De Brazilianen verlangen hevig terug naar de periode tussen 1958 en 1970, waarin hun nationale team drie keer de wereld veroverde. In 1958 gebeurde dat met briljant voetbal, 1962 was wat minder, maar in 1970 bereikten de Goddelijke Kanaries het zenit van voetbalschoonheid.
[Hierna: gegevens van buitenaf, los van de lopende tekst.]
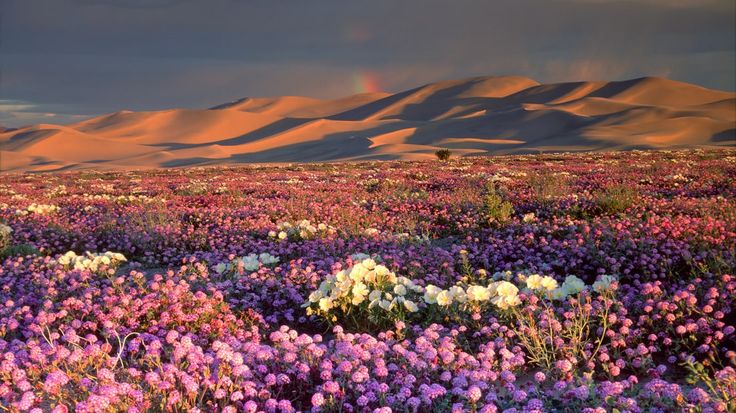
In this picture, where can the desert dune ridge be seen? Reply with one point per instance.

De wereldtitels van 1994 en 2002 kregen heel wat minder weerklank, omdat Carlos Alberto Parreira (in Amerika) – ondanks Romario en Bebeto – en Felipe Scolari (in Japan) – ondanks Ronaldo – voor veel prozaïscher voetbal kozen. Zij stoorden zich niet aan de lelijkheid van de weg die werd afgelegd en waren slechts geïnteresseerd in het bereiken van de gewenste bestemming.

De WK-ploeg van 1982 en vooral de toenmalige bondscoach Telê Santana staan dan ook in hoger aanzien, ondanks het feit dat ze faalden. Zij kozen echter voor het jogo bonito, het mooie voetbal.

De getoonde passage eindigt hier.